In a move directly aimed at expanding their market and boosting slumping sales, Harley-Davidson has announced radical changes in their product line including an all-electric sport bike. The announcement of the new electric bikes comes on the heels of Harley-Davidson’s announcement of their investment in electric motorcycle company Alta Motors. Harley-Davidson have multiple motorbikes for sale so if you’re looking to buy one, you’ll be spoilt for choice! You may even find it useful to read this Harley-Davidson Sportster Buying Guide if you’re unsure of which bike is best for you.
While the company was keen to make it clear that they would continue to develop and improve their lineup of internal combustion-powered cruisers, the announcement comes apart of a long-term plan by Harley to develop 2 million new motorcycle owners in the U.S. by the year 2027.
The LiveWire electric sport bike, which first debuted as a prototype in 2014, will go on sale summer 2019. It features a 55 kW, oil-cooled, longitudinally-mounted three-phase induction electric motor generating 52 lb-ft of torque, 74 horsepower and will weigh 460 lbs. The bike will feature a direct drive, single-speed transmission and a belt via bevel gear final drive. While no official performance or range numbers have been released, the prototype’s range was in the 220-mile range.
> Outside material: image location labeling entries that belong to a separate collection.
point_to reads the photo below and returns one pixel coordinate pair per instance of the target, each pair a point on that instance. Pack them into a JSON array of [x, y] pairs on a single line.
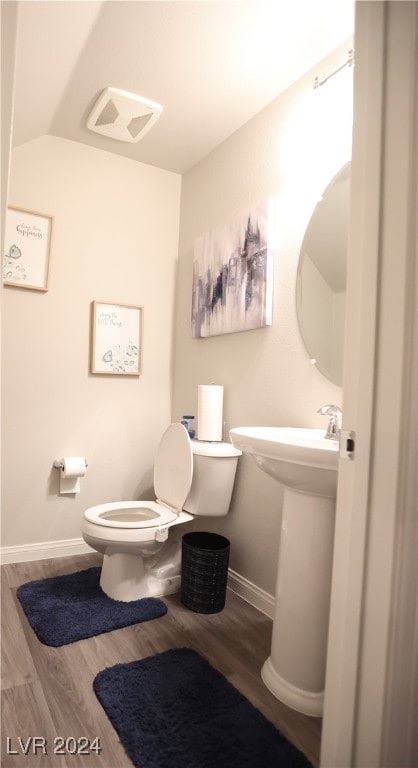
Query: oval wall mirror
[[321, 278]]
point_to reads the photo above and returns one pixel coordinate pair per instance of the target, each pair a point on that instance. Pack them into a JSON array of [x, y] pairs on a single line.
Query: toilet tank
[[214, 467]]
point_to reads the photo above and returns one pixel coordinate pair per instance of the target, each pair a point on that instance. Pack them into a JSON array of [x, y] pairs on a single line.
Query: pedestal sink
[[305, 463]]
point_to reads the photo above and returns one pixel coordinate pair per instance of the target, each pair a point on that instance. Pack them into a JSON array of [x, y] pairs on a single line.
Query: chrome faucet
[[334, 426]]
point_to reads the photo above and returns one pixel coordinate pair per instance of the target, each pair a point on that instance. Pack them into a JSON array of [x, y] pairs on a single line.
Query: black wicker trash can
[[204, 571]]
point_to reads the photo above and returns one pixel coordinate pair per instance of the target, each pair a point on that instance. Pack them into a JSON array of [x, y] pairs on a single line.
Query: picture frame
[[28, 238], [232, 288], [116, 339]]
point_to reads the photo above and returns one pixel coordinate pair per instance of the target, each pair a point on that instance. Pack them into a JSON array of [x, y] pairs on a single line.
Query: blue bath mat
[[63, 609], [174, 710]]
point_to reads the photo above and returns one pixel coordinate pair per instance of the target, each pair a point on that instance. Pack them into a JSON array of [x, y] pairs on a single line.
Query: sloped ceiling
[[212, 65]]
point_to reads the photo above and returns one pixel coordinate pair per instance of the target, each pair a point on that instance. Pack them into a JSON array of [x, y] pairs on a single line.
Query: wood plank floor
[[47, 692]]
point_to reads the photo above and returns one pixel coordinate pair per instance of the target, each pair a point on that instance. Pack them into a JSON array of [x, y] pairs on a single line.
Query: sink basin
[[306, 464], [301, 459]]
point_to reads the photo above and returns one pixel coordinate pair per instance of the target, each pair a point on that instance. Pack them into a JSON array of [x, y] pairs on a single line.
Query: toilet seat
[[173, 472], [130, 514]]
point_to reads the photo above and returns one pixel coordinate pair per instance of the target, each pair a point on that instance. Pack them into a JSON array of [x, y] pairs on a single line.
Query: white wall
[[115, 239], [289, 152]]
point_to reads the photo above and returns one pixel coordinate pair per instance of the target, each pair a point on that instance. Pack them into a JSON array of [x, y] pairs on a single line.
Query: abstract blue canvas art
[[232, 276]]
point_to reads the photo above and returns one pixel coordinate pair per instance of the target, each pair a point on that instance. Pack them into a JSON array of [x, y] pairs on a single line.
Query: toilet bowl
[[191, 478]]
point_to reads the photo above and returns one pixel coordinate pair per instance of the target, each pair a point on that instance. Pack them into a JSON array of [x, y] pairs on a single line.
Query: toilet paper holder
[[59, 464]]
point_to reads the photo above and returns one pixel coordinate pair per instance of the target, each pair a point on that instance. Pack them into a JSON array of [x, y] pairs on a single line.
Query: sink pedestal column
[[295, 671]]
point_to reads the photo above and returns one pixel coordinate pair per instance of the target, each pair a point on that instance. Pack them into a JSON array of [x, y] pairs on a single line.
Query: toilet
[[191, 478]]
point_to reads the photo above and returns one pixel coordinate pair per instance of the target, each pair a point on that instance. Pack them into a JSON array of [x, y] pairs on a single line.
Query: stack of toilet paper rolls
[[210, 412]]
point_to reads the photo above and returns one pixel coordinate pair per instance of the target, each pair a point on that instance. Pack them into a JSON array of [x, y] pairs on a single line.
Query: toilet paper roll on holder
[[59, 463]]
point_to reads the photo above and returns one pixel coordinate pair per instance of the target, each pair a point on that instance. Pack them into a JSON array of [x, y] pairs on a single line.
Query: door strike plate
[[347, 444]]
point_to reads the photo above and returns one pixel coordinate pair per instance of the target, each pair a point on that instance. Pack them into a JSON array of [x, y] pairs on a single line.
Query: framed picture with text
[[28, 236], [116, 342]]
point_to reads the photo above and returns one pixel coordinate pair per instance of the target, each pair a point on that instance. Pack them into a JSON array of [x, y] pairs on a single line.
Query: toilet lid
[[173, 467]]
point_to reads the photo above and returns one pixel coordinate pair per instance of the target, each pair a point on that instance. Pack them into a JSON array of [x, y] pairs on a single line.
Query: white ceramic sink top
[[301, 459]]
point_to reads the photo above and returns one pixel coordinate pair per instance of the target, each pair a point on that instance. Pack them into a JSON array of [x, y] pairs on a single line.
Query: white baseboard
[[251, 593], [43, 550]]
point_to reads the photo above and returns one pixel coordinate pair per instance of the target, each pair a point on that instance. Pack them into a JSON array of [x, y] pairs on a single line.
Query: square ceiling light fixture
[[122, 115]]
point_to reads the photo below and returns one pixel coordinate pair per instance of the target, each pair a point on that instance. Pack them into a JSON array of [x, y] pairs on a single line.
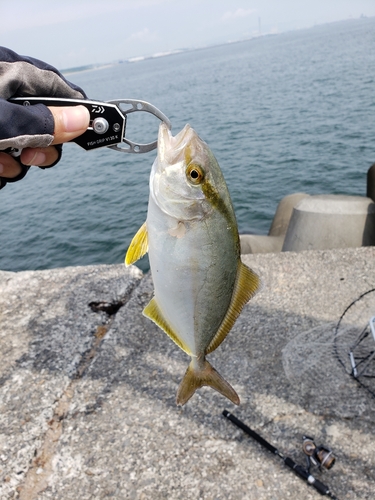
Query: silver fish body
[[192, 239]]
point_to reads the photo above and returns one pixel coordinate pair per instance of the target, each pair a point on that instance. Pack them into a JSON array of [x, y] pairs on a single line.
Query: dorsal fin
[[246, 285], [153, 312], [138, 246]]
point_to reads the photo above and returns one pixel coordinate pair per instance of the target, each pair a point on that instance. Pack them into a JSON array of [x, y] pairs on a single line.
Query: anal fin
[[138, 246], [153, 312], [246, 285]]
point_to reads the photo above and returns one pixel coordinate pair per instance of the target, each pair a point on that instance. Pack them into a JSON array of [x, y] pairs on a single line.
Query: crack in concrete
[[41, 467]]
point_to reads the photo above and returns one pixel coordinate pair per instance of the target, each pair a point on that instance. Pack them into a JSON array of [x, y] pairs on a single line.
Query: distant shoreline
[[134, 59]]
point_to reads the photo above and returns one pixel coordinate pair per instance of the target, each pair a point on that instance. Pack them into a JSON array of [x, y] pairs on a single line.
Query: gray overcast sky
[[69, 33]]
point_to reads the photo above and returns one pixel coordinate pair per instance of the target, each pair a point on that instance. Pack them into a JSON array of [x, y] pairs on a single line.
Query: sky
[[72, 33]]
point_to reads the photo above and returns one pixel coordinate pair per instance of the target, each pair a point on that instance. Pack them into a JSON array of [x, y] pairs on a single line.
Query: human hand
[[70, 122]]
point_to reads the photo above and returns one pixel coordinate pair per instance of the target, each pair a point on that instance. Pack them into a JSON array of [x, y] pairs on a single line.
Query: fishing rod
[[320, 455]]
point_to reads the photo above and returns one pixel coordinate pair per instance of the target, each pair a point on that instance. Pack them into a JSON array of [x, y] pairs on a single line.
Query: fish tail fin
[[205, 374]]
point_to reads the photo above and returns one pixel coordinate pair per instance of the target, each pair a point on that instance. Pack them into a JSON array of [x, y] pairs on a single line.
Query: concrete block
[[331, 221]]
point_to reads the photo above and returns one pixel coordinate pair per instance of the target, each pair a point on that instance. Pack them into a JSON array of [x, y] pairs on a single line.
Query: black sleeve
[[30, 126]]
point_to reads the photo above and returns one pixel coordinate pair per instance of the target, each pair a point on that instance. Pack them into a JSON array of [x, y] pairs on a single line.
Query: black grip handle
[[107, 122]]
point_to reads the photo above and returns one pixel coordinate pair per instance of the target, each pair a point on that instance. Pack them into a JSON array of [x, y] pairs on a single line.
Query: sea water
[[285, 113]]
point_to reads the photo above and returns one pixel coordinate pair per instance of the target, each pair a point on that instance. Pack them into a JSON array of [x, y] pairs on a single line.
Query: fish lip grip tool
[[108, 121]]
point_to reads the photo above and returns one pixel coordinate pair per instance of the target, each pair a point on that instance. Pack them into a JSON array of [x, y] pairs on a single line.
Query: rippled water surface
[[285, 113]]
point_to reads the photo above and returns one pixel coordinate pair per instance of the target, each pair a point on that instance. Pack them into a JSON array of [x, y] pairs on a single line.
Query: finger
[[9, 167], [39, 157], [70, 122]]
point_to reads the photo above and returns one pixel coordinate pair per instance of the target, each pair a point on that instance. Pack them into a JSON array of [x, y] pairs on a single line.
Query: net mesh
[[321, 362]]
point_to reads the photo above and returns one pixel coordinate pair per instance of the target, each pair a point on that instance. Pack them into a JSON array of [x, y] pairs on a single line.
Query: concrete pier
[[88, 385]]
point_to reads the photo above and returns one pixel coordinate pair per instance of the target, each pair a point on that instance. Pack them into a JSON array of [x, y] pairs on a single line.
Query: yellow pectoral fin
[[246, 285], [138, 246], [153, 312]]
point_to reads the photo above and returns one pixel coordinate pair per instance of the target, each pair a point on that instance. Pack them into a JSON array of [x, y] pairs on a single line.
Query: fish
[[191, 236]]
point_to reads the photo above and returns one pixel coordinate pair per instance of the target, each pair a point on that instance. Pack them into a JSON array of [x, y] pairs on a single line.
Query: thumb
[[70, 122]]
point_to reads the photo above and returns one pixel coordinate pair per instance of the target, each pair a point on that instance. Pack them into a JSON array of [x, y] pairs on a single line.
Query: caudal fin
[[206, 375]]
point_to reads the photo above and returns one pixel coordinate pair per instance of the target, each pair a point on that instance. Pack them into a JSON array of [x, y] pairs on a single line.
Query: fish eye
[[194, 173]]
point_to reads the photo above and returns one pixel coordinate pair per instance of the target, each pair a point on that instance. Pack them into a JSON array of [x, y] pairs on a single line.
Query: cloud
[[144, 35], [239, 13]]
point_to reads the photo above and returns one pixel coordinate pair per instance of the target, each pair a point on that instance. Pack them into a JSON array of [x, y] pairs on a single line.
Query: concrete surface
[[87, 398]]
In a move that goes against Harley-Davidson’s traditionally tight lipped stance on discussing future plans or models, the company laid out a full line of electric-powered bikes featuring everything from a lightweight scrambler dirt bike, a utility scooter and what looks to be an electric-assist bicycle. Harley Davidson’s Chief Operating Officer Michelle Kumbier said, “We’re going big in EV with a family of products that will range in size, power, as well as price. When you look at EV you know this is a whole new customer base that we are bringing in.”
The sudden change in attitude towards revealing plans for the future is in no doubt aimed at calming shareholder’s nerves in light of poor sales of it’s traditional models combined with the negative impact of tariffs on profits. “We have typically been very conservative,” Senior Vice President and Chief Operating Officer Michelle Kumbier said. “This is very different for us to kind of just blow the doors off and tell you everything that we’re going to be doing over the next five years. It’s just not what we have done, but we are so excited about the direction that we’re going and all the different things that we’re doing that we wanted to get this out into the marketplace right away.”
Development of the new electric bikes won’t be cheap for Harley Davidson, as the company stated in their most recent investment projections. Plans are to spend $150-$180M on electric vehicle development through the year 2022, which amounts to one-third of their total operating investments over the same time.